Corona del not local
I chuckled when I read Mr. Marshall’s letter (Sheet, April 18) regarding our small town and its water use. His points were well intentioned but clearly, being from Corona Del Mar, a beautiful area, he didn’t see why we needed to build more homes during the drought. Why not water Sierra Star and grow almonds with water at a gallon per nut? I have never witnessed a living almond tree in or around the Mammoth Lakes area, I have lived here since 1976. Sierra Star will be watered because it uses reclaimed water: a shining example of respect for our environment.
In response to Marshall’s suggestion to start a building moratorium in our Town, that’s a really bad idea. While he sees the ramifications of dramatically reduced reservoirs, our situation is much more dire. We have gone through four consecutive drought years on top of the “ housing bubble” and a larger failed national/international economy as well as synthetic price raising on petroleum products that affects how many visitors will drive to see us (you should see their faces when they pay more than a dollar more per gallon than they are used to).
We need jobs! Everyone in our Town and outlying areas has been affected financially. For every person we can keep employed, his or her wages will trickle through our community eight times. That carpenter helps keep the employees busy at the hardware store, who in turn keep a food server employed which inevitably keeps a player’s assistant on the job at Sierra Star, etc. To even begin the discussion on a moratorium is irresponsible and naive. I have witnessed the effects of a moratorium first-hand in our area many people had to leave because they just couldn’t hang on for another part-time ski season without summer work.
On a personal note: I will continue to conserve water as best I can, but will keep my grass and trees alive. After all, our area produces the water. I think what might be a more effective drought strategy (or how about a new positive habit) would be to reduce the amount of water which lands each and every day on the sidewalks of So. Cal. Just doing the math: there are close to 20,000,000 people living in your area. Focusing on behavior modification in So. Cal would be far more constructive.
The following remarks were read at the MUSD Board meeting of April 16.
Evenings are better
Dear MUSD Board Members,
I would like to address you on behalf of myself and numerous (17) other parents of eighth grade students at Mammoth Middle School.
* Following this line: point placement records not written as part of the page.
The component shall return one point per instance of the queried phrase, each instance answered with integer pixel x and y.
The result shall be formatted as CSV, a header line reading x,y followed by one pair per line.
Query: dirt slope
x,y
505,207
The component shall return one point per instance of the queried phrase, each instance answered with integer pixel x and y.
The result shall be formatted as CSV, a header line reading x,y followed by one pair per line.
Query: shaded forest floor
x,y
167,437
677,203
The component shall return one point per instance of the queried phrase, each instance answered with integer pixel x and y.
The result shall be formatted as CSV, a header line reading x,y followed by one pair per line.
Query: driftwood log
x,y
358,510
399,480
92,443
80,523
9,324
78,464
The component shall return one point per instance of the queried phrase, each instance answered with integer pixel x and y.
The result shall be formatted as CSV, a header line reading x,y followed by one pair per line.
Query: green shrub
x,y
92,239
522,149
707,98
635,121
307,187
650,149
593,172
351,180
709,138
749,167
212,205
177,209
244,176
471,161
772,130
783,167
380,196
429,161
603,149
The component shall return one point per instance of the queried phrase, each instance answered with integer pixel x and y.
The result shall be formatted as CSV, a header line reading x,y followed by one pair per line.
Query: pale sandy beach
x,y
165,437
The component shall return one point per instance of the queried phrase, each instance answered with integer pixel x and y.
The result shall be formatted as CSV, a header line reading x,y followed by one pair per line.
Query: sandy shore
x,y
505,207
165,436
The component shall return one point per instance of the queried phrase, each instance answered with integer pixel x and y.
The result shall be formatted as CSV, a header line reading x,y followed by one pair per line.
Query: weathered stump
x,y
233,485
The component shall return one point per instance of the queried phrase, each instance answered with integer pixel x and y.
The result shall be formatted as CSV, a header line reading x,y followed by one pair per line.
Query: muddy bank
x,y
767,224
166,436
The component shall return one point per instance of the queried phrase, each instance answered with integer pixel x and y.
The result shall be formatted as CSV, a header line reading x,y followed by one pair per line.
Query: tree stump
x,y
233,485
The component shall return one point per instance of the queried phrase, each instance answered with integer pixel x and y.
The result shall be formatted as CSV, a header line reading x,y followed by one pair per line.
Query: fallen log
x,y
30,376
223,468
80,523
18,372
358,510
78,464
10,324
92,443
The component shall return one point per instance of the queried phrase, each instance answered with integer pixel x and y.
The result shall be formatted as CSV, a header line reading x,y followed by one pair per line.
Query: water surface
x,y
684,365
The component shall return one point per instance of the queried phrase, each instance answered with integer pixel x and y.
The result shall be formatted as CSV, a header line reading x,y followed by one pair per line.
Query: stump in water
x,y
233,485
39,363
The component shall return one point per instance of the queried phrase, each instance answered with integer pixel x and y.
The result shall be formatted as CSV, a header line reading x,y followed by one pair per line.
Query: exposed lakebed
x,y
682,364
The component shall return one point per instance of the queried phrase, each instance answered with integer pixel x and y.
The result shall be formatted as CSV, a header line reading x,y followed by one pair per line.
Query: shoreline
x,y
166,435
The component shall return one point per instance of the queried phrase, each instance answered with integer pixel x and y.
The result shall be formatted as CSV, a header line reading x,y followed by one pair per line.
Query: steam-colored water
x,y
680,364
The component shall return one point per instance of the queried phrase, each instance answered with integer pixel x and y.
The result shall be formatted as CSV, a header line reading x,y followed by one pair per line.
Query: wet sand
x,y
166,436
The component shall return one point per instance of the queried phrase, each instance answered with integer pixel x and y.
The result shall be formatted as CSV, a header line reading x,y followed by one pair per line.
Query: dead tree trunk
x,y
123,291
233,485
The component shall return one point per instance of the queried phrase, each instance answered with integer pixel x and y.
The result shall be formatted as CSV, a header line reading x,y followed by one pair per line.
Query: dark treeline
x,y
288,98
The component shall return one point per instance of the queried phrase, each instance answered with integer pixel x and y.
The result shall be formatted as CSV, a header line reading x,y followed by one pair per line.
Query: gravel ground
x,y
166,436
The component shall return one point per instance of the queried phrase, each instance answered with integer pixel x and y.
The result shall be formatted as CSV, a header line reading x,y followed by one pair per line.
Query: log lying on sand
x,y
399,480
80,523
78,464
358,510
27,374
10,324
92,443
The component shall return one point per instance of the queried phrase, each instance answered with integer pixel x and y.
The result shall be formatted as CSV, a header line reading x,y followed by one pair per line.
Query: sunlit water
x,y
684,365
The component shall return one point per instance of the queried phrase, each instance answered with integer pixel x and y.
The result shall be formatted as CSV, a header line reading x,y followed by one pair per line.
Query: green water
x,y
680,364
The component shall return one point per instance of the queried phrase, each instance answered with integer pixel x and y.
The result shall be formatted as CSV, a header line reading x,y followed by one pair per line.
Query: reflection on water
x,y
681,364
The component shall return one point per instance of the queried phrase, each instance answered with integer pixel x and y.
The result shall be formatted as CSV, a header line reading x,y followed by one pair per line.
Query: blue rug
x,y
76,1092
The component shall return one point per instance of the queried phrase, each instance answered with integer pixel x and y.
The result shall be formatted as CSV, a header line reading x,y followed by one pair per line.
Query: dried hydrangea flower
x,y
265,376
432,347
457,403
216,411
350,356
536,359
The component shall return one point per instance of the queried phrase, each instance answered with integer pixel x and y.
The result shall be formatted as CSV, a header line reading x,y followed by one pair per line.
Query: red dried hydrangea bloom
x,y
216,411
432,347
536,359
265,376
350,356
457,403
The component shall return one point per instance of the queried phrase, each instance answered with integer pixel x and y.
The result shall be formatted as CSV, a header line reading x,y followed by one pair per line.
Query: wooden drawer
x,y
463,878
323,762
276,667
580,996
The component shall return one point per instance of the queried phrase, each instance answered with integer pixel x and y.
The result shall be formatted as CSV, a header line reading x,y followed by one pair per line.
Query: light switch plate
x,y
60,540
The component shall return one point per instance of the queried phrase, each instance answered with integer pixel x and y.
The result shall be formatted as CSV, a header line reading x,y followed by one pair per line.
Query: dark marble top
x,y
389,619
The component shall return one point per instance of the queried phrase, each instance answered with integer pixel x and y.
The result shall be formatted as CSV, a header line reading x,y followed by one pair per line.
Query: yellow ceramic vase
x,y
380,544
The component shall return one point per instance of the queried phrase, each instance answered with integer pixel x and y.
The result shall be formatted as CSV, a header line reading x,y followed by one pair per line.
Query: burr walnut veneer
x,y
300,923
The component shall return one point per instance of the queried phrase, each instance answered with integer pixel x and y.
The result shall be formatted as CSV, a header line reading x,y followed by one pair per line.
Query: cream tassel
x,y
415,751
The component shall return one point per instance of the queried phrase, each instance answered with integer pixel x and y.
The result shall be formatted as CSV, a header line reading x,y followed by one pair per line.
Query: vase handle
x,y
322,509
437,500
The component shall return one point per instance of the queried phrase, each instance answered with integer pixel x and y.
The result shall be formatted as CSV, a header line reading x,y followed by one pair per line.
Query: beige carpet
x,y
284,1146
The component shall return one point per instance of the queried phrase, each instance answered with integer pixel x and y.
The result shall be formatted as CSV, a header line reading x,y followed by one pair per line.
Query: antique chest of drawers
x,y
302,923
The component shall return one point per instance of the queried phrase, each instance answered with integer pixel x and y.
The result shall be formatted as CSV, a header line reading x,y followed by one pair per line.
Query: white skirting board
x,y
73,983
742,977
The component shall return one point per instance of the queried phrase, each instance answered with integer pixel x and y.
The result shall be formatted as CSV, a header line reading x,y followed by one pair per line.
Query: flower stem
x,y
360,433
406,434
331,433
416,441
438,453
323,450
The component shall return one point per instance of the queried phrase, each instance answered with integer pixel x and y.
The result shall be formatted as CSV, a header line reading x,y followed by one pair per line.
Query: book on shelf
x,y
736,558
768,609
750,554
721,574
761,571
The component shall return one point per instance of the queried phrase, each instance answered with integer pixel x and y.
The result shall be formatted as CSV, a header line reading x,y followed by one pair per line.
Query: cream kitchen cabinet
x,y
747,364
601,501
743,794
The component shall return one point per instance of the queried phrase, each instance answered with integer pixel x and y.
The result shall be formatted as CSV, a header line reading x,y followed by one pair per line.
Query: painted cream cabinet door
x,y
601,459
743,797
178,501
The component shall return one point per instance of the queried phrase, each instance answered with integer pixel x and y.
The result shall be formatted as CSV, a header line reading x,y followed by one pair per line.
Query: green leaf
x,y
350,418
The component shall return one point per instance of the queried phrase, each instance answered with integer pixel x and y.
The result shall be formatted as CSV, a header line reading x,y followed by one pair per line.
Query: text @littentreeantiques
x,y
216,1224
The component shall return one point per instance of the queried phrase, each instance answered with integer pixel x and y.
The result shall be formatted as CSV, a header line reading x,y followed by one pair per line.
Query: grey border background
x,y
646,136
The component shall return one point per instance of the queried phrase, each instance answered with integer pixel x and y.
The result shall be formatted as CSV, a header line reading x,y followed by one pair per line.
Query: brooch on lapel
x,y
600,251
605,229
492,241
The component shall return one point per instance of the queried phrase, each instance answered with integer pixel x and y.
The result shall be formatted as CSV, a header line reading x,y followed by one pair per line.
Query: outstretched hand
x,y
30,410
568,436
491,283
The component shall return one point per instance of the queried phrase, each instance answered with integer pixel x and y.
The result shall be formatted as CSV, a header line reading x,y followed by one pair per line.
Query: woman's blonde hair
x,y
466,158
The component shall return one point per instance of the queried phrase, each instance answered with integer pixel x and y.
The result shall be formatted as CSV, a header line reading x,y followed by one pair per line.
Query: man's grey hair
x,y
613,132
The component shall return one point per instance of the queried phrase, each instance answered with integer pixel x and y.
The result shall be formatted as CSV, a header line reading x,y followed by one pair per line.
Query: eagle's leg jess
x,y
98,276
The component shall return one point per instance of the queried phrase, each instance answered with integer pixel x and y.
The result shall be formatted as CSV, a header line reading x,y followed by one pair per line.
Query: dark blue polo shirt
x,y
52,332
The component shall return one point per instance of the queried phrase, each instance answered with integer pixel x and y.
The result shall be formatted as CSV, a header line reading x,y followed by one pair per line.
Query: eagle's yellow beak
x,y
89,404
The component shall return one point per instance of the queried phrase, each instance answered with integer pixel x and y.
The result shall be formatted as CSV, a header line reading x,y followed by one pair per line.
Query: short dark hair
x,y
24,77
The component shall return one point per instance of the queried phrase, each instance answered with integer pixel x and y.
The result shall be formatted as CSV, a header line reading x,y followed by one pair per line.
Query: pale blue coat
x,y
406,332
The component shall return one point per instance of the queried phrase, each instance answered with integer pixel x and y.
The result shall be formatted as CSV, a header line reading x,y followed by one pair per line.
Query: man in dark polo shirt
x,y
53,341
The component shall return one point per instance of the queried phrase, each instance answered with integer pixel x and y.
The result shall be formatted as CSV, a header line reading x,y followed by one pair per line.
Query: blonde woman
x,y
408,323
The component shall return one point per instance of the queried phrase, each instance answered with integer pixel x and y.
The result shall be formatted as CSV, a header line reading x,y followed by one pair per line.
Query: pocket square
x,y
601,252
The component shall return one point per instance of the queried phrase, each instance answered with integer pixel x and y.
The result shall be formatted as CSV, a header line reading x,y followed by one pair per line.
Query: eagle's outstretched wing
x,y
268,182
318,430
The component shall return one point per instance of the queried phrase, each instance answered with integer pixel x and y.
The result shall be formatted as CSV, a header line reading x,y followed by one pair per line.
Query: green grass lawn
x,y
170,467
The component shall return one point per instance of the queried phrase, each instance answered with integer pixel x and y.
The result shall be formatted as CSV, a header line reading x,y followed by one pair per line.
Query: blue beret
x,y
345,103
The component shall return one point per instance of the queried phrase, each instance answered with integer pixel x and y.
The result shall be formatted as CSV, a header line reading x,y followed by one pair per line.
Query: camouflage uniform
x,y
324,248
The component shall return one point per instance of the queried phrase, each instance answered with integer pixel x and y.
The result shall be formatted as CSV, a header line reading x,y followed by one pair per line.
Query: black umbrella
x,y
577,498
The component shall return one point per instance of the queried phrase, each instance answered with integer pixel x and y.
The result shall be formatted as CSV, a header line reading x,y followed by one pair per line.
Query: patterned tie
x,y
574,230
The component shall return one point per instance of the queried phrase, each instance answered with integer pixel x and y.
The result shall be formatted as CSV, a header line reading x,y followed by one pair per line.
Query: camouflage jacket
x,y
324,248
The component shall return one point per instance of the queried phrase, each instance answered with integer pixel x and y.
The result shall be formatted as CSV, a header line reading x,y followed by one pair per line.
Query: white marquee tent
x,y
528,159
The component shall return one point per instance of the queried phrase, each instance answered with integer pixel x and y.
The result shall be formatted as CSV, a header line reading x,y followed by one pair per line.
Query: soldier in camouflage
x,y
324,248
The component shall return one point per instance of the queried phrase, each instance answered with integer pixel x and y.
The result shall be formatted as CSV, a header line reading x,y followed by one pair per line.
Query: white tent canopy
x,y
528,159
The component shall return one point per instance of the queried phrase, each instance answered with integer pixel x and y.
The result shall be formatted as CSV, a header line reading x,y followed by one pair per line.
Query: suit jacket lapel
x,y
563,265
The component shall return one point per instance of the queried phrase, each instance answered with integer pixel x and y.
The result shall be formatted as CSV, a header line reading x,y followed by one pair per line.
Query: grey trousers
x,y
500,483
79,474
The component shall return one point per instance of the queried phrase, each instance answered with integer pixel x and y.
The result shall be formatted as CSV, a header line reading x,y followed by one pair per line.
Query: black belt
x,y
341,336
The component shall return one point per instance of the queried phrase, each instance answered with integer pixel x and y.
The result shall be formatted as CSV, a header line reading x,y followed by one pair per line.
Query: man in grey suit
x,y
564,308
We were recently made aware that promotion ceremonies for our eighth grade students will be held at 10:30 a.m. on Monday, June 8.
I have been a member of this community and a parent in the school district for 15 years. The middle school’s promotion, like the high school’s graduation has always been held in the evening.
I contacted Ms. Rinaldi (Principal Annie) to ask why the time had been changed. I also asked she consider moving it back to the evening, as many parents must take time off work without pay or may not be able to attend their child’s promotion at all due to work.
In addition, any school-aged siblings who would otehrwise be able to attend are now unable to do so. The high school has finals that day.
Ms. Rinaldi replied that the reason for the change in time is because last year kids from other schools caused too much noise, that her teachers were unable to control the crowd, and they were frustrated that they could not hear the program.
I have attended my older two children’s promotions at Mammoth Middle School in 2012 and 2010, and did not experience this problem. I would hope that the administration could figure out a way, as it has in prior years, to control the audience. Perhaps non-eighth grade parents could volunteer to help. Perhaps each child could be issued a certain number of tickets to invite family and friends. I have attended numerous graduations at Mammoth High School in the evening as well. Mrs. LeFrancois and her team do an excellent job keeping the audience focused on the program. Another suggestion might be for the administration and staff to consult with High School Principal Powell about strategies they use at the high school.
I have spoken to many eighth grade parents about this schedule and not one parent agrees with this change. Some parents have told me that in addition to their other children not being able to be a part of their brother’s or sister’s special day, they have relatives traveling in that day. Given Mammoth’s distance and flight schedules, many of them will not be able to attend. A few other parents have also spoken to Ms. Rinaldi, but were told that no matter how many parents complain about this issue, she will not change the time. This intractable attitude is deeply offensive to many parents who not only believe that they should have a say in these decisions, but who will also be asked to help decorate the MPR for the event.
Another concern is what the sixth and seventh grade students will be doing during the promotion. Will it be a normal instructional day? Or are some of the sixth and seventh grade teachers staffing the promotion? If so, will substitutes be necessary, thereby incurring additional costs to the district?
One of the events that eighth graders most anticipate in addition to the promotion is the dinner and dance afterwards at Shogun. As was demonstrated by the disastrous switch a couple of years ago to holding dances in the afternoons, these students, and most parents do not want these events held at that time. This is not kindergarten.
I believed that middle school promotion was about the children, and about their families commemorating and honoring their achievement. Promotion should be a celebratory event that includes the entire family. To exclude so many family members from our eighth graders’ special day runs contrary to the educational goals of our district. If Ms. Rinaldi will not consider moving promotion back to the evening hour, I urge the board to consider our voices.